# Polyrhythmic patterns



## clockwise101 (Jul 21, 2004)

Polyrhythmic patterns 
What exactly are they? I see people write 7:8, 9:8, 11:8, 15:8 sequences....is that a time sig, or odd beat timings? 
I'm a recent fan of math metal and I see that quite often.


----------



## Metal Ken (Jul 21, 2004)

Math metal? 
huh. Never did get that term...

Anyway, those are time signatures. A poly rythm is too different rythms happening at the same time. Like if you were to divide a septuplet and group the 3 notes into a triplet under the septuplet. Thats a polyrythm. Steve vai has a really cool lesson on his site about polyrythm -- http://www.vai.com/LittleBlackDots/tempomental.html


----------



## Chris D (Jul 21, 2004)

^^^Cripes!!! I managed to get my head around _some_ of that! I'll have to print that off & digest it...


----------



## Vince (Jul 26, 2004)

hey hey hey...

nothing wrong with "math" metal  I happen to keep a calculator handy at all times when recording and writing. You never know when you're gonna need to set a delay.


----------



## Virtue (Jul 26, 2004)

desertdweller said:


> hey hey hey...
> 
> nothing wrong with "math" metal  I happen to keep a calculator handy at all times when recording and writing. You never know when you're gonna need to set a delay.



You're damn right!


----------



## Metal Ken (Jul 27, 2004)

i think thats a little different ;p


----------



## Leon (Jul 27, 2004)

i have just shown this thread to my girlfriend, who was a music major for 2 years, and is currently a music minor. she calls those things "hemiolas".
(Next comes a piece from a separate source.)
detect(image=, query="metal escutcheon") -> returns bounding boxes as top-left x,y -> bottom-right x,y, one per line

i know nothing (well, a little, played sax for 8 years). i just play the rythyms that i hear


----------



## Vince (Jul 28, 2004)

OK hatebreeder, since you challenged me....  
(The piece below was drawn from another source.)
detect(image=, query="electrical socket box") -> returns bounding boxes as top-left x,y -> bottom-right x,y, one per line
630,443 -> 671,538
I'm currently working on a song that varies between 5/4 and 4/4 time. Some sections are 5/4, some are 4/4. Now, the multitrack program I run lets you set the grid to measures, but it only allows 1 time sig for a song. I set the grid to 5/4 time, and I just have to remember that to get the 4/4 time to resolve correctly to the grid for 5/4 time, it has to be where both 4 and 5 can multiply into... i.e. 20 measures, 40 measures, 60 measures, 80 measures, etc.
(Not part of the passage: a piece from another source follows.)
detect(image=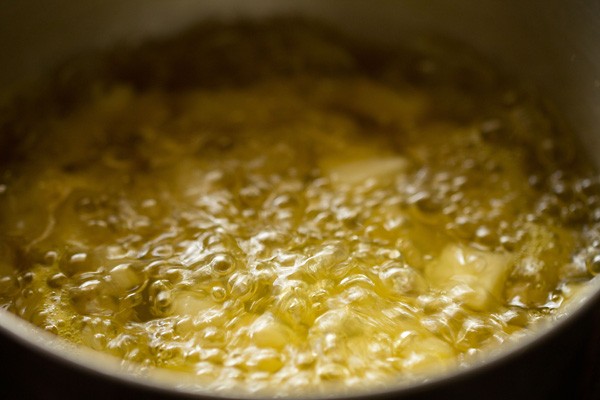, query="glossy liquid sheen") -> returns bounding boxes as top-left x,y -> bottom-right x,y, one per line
0,21 -> 600,394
Also in another song I have a similiar thing happening, although it has nothing to do with the song grid. In this other song, the guitar & bass parts are playing a fast rhythm in 4/4 time, and the drums are playing in a syncopated 7 + 8 /16 _(i.e. measure of 7 then measure of 8, measure of 7, then measure of 8 et al. )_ . I love polyrhythms  Anyway, the pattern continues on for approx 10 measures and then I cut the syncopation halfway through the drum riff.

It sounds f'n cool. 

So yes, I love "math" metal, and I'm not afraid to use it.


----------



## Vince (Jul 28, 2004)

wildealien said:


> i have just shown this thread to my girlfriend, who was a music major for 2 years, and is currently a music minor. she calls those things "hemiolas".
> 
> i know nothing (well, a little, played sax for 8 years). i just play the rythyms that i hear




_You say 'hemiolas'.... I say 'polyrhythms'.... hemiolas!! polyrhythms!!! hemiolas!! polyrhythms!! Let's call the whole thing off._ 

 

yeah, I'm weird.


----------



## Chris D (Jul 28, 2004)

wildealien said:


> she calls those things "hemiolas".



...you can get ointment for that.


----------



## Metal Ken (Jul 28, 2004)

desertdweller said:


> OK hatebreeder, since you challenged me....
> 
> I'm currently working on a song that varies between 5/4 and 4/4 time. Some sections are 5/4, some are 4/4. Now, the multitrack program I run lets you set the grid to measures, but it only allows 1 time sig for a song. I set the grid to 5/4 time, and I just have to remember that to get the 4/4 time to resolve correctly to the grid for 5/4 time, it has to be where both 4 and 5 can multiply into... i.e. 20 measures, 40 measures, 60 measures, 80 measures, etc.
> 
> ...


It dont like calling it 'math metal', it just seems a bit cheesy, i like calling it 'applying music theory' ;p Anyway, lemme hear that song when you get it done... sounds like prog to me ;p
Oh, if you use powertab, check this out:
http://www.powertabs.net/pta.php?page=song,6214
http://www.powertabs.net/pta.php?page=song,6509

edit:I like the second song (if you want mp3s of either,i can send you them) because the timesinatures are pretty unrelated. (11/16 & 19/16) Thats more interesting than subdividing 2 different time signatures to treat it as one, to me anyway.


----------